スレイヤーズ1(新装版) スレイヤーズ (新装版) (富士見ファンタジア文庫)

スレイヤーズ1(新装版) スレイヤーズ (新装版) (富士見ファンタジア文庫)

全シリーズで2000万部を超える売上を誇り、また小説以外にも漫画・テレビアニメ・各種ゲーム・グッズ販売などなど、ありとあらゆるメディアミックスを成し遂げた作品だと言われている。さらにライトノベルを一般層にまで広げた作品でもあり(というかリアルタイムでは「ファンタジーノベル」と言っていた気がする)、様々な意味で「金字塔」と言って良いと思う。

わたしは中学入学から高3の1月まで、ほとんど1冊の本も読んでいなかったが、例外がこの『スレイヤーズ』シリーズである。友人に紹介されてハマったのだが、正直わたしとしては小説という感覚はなかった。ほとんど「漫画」として位置づけていた。まあそれも「ライトノベル」的な受容のされ方なんだろう、今となってはそう思う。当時はライトノベルという名称はなかったけれども。
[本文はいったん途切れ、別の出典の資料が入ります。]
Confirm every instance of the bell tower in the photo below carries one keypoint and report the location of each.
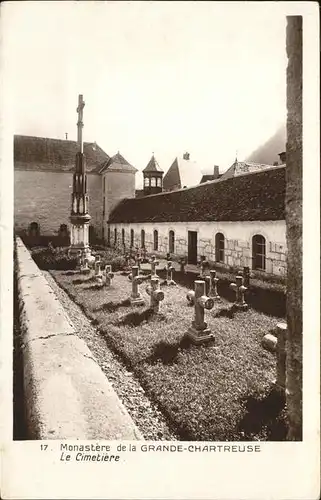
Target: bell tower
(153, 177)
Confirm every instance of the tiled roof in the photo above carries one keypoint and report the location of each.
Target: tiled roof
(152, 166)
(182, 173)
(209, 177)
(41, 153)
(268, 152)
(242, 167)
(118, 163)
(256, 196)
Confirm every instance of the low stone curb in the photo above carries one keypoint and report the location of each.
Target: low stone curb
(66, 394)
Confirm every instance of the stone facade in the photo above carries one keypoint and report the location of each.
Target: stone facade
(237, 240)
(45, 198)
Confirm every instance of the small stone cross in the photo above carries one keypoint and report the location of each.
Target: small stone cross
(199, 331)
(153, 264)
(97, 267)
(85, 268)
(136, 298)
(182, 263)
(246, 276)
(155, 293)
(169, 273)
(213, 285)
(281, 330)
(81, 105)
(239, 289)
(108, 275)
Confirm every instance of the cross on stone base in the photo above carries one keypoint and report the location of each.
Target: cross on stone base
(108, 275)
(182, 263)
(153, 264)
(239, 289)
(136, 298)
(85, 269)
(199, 332)
(155, 293)
(169, 274)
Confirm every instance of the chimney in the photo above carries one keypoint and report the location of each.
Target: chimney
(282, 157)
(216, 171)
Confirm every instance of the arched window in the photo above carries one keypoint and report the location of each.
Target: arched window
(63, 230)
(258, 252)
(171, 242)
(34, 229)
(142, 238)
(219, 247)
(155, 239)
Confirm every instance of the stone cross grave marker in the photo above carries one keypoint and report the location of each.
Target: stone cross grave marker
(182, 263)
(281, 330)
(246, 276)
(276, 344)
(239, 289)
(155, 293)
(85, 268)
(79, 259)
(136, 298)
(97, 264)
(199, 332)
(213, 280)
(169, 273)
(108, 275)
(153, 264)
(144, 254)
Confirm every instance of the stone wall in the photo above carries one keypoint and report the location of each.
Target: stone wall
(45, 198)
(294, 226)
(237, 235)
(115, 187)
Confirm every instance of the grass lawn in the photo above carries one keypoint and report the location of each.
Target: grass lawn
(217, 392)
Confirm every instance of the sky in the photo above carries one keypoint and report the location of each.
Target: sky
(157, 77)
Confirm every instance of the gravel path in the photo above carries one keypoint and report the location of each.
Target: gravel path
(144, 413)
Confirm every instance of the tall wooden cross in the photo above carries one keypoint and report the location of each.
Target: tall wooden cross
(81, 105)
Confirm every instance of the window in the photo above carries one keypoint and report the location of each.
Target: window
(34, 229)
(142, 238)
(219, 247)
(171, 242)
(258, 252)
(155, 239)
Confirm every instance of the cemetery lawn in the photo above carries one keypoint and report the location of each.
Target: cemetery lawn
(218, 392)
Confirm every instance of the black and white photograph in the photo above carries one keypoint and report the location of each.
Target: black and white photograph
(155, 215)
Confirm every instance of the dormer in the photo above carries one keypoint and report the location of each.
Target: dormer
(153, 177)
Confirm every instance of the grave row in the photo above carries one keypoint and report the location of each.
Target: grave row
(202, 298)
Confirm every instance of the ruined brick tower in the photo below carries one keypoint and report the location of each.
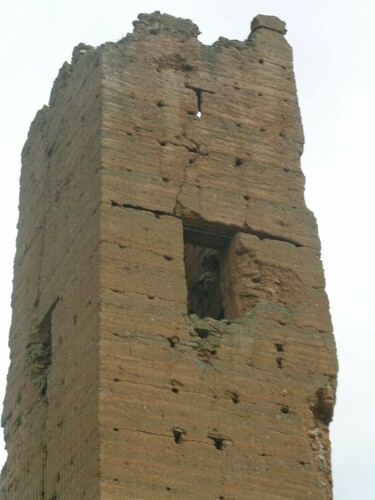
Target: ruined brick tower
(171, 335)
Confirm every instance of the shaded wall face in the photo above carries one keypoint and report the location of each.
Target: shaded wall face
(171, 333)
(50, 410)
(201, 149)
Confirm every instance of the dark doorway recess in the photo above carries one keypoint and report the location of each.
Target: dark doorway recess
(203, 257)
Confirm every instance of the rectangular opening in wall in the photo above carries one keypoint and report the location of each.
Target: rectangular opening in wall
(39, 351)
(203, 257)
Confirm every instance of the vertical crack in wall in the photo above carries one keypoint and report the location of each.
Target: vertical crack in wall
(39, 355)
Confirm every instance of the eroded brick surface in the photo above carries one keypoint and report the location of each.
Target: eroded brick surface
(171, 334)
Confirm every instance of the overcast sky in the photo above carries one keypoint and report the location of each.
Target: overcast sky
(334, 56)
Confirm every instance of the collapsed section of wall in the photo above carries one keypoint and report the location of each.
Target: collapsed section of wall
(218, 363)
(171, 334)
(50, 410)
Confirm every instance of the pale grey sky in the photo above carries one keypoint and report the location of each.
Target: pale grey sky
(334, 49)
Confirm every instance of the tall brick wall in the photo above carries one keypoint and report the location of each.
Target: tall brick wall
(171, 334)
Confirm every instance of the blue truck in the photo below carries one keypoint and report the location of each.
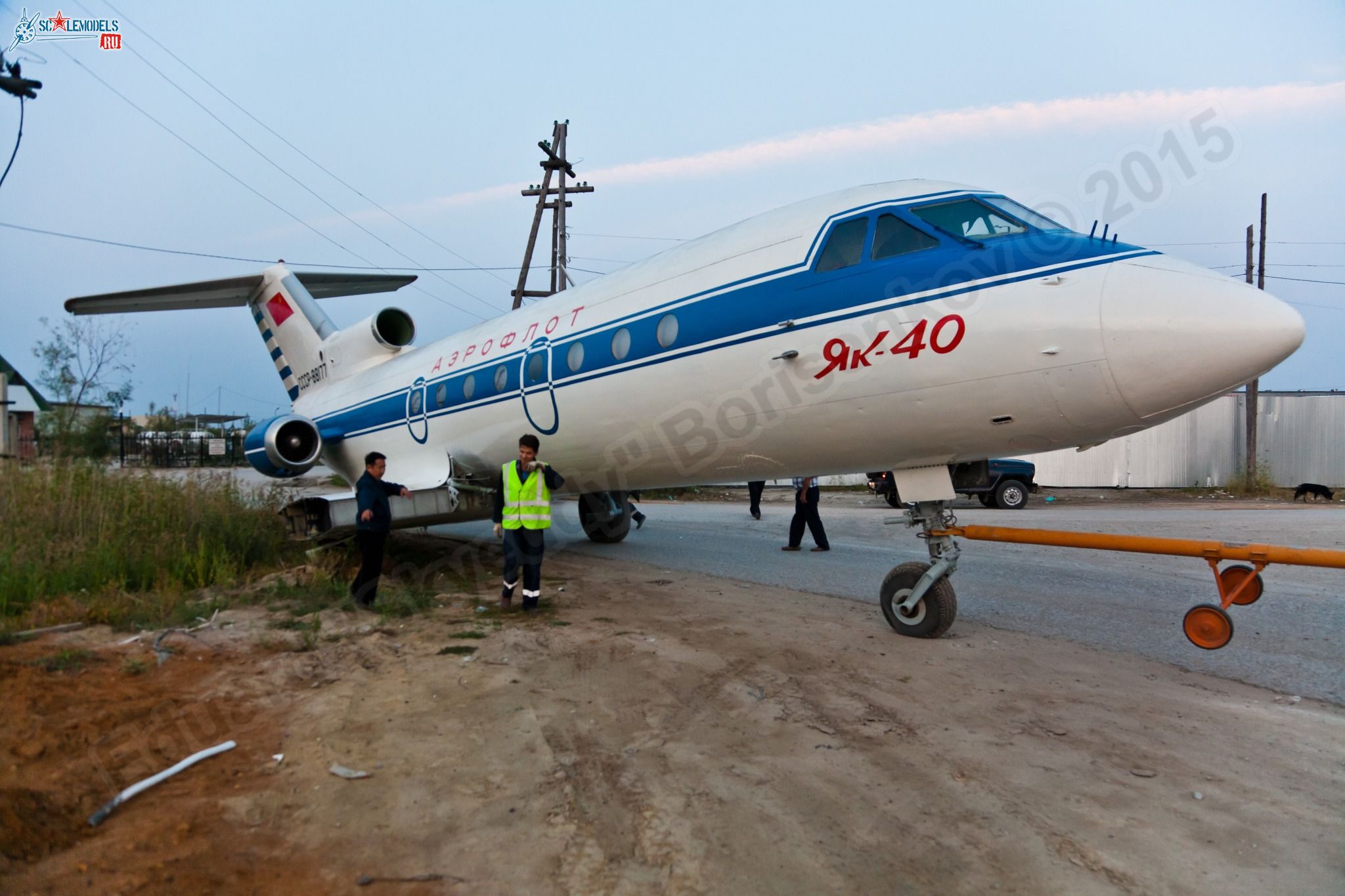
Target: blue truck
(1002, 482)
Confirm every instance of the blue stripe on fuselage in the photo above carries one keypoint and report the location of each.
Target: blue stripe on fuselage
(824, 299)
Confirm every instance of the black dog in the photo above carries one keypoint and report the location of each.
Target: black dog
(1315, 490)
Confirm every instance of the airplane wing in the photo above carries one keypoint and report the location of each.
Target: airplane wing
(229, 292)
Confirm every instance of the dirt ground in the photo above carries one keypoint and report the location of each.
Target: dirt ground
(653, 733)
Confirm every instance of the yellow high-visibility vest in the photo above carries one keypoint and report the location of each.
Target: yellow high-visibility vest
(527, 503)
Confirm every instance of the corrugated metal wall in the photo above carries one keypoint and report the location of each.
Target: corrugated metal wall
(1300, 436)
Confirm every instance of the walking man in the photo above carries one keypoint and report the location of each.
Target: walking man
(373, 522)
(806, 495)
(522, 513)
(755, 498)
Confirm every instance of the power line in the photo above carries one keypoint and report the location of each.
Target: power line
(667, 240)
(277, 167)
(1273, 242)
(314, 161)
(15, 144)
(1304, 280)
(231, 258)
(236, 179)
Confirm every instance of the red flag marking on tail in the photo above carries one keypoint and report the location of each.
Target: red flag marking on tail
(278, 308)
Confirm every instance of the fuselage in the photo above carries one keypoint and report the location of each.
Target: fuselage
(803, 341)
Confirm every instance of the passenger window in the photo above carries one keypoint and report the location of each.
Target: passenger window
(969, 218)
(844, 246)
(894, 237)
(666, 332)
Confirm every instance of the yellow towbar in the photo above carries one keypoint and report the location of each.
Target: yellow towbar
(1206, 625)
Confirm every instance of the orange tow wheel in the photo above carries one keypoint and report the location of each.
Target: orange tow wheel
(1232, 576)
(1207, 626)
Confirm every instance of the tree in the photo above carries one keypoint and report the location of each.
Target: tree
(84, 362)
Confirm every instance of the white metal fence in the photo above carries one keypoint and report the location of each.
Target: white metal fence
(1300, 436)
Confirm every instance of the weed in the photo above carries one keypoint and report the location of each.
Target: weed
(309, 637)
(70, 660)
(99, 539)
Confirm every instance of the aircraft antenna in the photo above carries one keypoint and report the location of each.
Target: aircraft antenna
(557, 164)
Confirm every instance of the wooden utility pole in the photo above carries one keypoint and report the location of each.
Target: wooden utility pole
(1254, 387)
(554, 163)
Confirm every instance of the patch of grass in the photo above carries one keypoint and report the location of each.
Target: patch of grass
(309, 637)
(95, 540)
(1258, 485)
(69, 660)
(399, 603)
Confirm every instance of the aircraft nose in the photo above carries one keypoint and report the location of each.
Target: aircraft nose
(1176, 333)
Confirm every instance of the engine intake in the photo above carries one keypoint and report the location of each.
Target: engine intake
(284, 446)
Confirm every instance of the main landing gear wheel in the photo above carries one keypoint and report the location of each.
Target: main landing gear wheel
(931, 617)
(606, 516)
(1208, 626)
(1232, 578)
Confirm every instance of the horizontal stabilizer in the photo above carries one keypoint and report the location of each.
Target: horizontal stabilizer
(229, 292)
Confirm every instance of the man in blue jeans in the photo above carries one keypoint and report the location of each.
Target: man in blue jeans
(806, 495)
(373, 523)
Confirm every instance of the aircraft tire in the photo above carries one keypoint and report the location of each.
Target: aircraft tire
(1011, 495)
(598, 524)
(933, 616)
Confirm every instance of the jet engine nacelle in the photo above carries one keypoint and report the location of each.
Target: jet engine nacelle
(284, 446)
(370, 341)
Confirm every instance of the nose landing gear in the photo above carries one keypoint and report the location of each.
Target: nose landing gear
(917, 599)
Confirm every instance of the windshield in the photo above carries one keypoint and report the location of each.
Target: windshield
(969, 218)
(1023, 213)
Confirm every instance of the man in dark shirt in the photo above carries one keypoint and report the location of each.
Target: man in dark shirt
(373, 522)
(522, 515)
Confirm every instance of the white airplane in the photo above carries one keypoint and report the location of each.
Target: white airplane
(917, 327)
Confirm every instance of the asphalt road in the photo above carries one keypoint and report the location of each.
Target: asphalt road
(1293, 640)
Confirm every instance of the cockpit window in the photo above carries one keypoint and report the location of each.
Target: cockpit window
(969, 218)
(845, 245)
(1023, 213)
(896, 237)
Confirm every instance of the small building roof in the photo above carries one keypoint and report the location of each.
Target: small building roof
(18, 381)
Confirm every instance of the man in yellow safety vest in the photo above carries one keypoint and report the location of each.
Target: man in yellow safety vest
(522, 513)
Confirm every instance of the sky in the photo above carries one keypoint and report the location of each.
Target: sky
(1165, 121)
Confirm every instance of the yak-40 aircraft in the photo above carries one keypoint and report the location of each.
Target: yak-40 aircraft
(917, 327)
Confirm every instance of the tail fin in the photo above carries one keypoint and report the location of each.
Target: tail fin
(282, 304)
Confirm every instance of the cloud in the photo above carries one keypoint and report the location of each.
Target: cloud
(931, 128)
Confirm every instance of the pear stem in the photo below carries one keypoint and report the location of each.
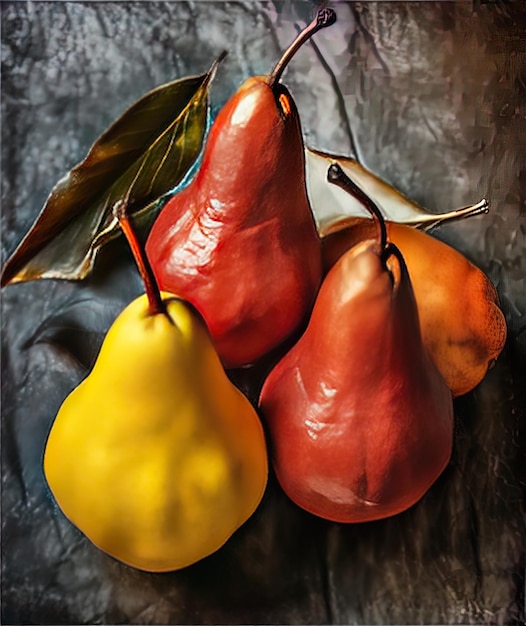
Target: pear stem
(155, 302)
(337, 176)
(324, 17)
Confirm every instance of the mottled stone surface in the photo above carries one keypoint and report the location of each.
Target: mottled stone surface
(435, 96)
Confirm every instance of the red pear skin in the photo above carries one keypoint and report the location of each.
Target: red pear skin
(240, 241)
(360, 420)
(463, 327)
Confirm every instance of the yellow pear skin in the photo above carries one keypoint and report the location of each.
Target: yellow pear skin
(156, 457)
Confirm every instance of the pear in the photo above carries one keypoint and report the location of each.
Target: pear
(240, 241)
(360, 419)
(463, 327)
(156, 457)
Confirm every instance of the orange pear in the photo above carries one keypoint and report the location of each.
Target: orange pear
(463, 327)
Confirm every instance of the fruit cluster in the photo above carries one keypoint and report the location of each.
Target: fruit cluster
(158, 458)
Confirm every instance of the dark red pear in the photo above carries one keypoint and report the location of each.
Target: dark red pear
(360, 420)
(240, 241)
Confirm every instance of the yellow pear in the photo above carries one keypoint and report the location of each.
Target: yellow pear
(156, 457)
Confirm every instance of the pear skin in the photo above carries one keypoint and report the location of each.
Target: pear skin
(360, 420)
(240, 242)
(462, 324)
(156, 457)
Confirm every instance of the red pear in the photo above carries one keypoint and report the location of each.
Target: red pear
(240, 241)
(360, 420)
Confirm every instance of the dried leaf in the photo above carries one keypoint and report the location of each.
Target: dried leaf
(333, 207)
(141, 157)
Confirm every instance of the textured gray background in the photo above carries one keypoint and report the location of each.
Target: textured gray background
(434, 94)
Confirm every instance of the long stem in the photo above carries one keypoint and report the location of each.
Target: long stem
(155, 302)
(337, 176)
(324, 17)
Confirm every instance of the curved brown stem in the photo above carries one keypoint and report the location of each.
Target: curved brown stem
(155, 302)
(324, 17)
(337, 176)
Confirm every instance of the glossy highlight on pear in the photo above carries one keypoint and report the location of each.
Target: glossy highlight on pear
(240, 241)
(360, 419)
(156, 456)
(463, 327)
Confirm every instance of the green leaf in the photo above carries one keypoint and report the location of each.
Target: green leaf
(332, 206)
(141, 157)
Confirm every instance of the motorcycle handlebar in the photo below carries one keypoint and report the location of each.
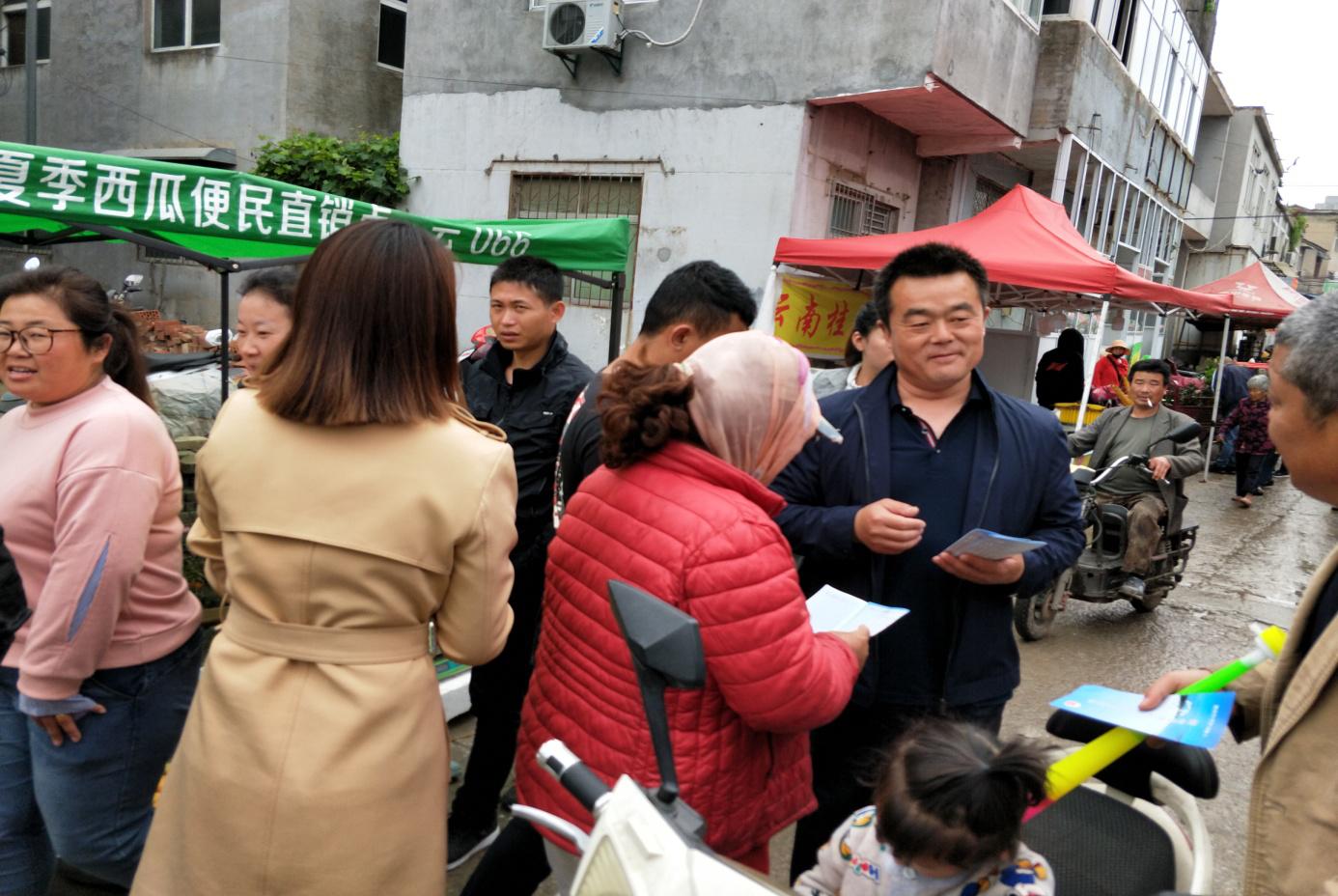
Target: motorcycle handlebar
(571, 773)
さて、1巻では……あ、ごく軽くだけどネタバレします。まあ四半世紀も前の作品だし別に良いよね。16歳の天才魔法使いであるリナ・インバースが、天才剣士にして伝説の武器「光の剣」の使い手であるガウリィ=ガブリエフとたまたま出会い、たまたま出会った魔王クラスの敵を倒しちゃうという凄い展開。

ほんとに凄いな。

でも「なろう系」と違うのは、これも「たまたま」なんだけど、リナは図らずも「世界の危機」と対峙して、結果的に世界を救っているわけなんだよね。で、そのことで魔族のパワーバランスが崩れ、否応なく「超常の存在」たちの思惑に巻き込まれていくわけです。こういうノリは90年代らしいというか。後に「セカイ系」と呼ばれるテンプレートの萌芽と言えなくはない、かもしれない。いや、どうだろ。考察は好きじゃないから止めとくけど。でも明らかに「なろう系」とは違うよね。

余談

スレイヤーズの新刊が発売決定。ドラゴンマガジンで連載しているのは知っていたが、ちょうどタイミングよく、文庫の発売がアナウンスされていた。早速予約しよう。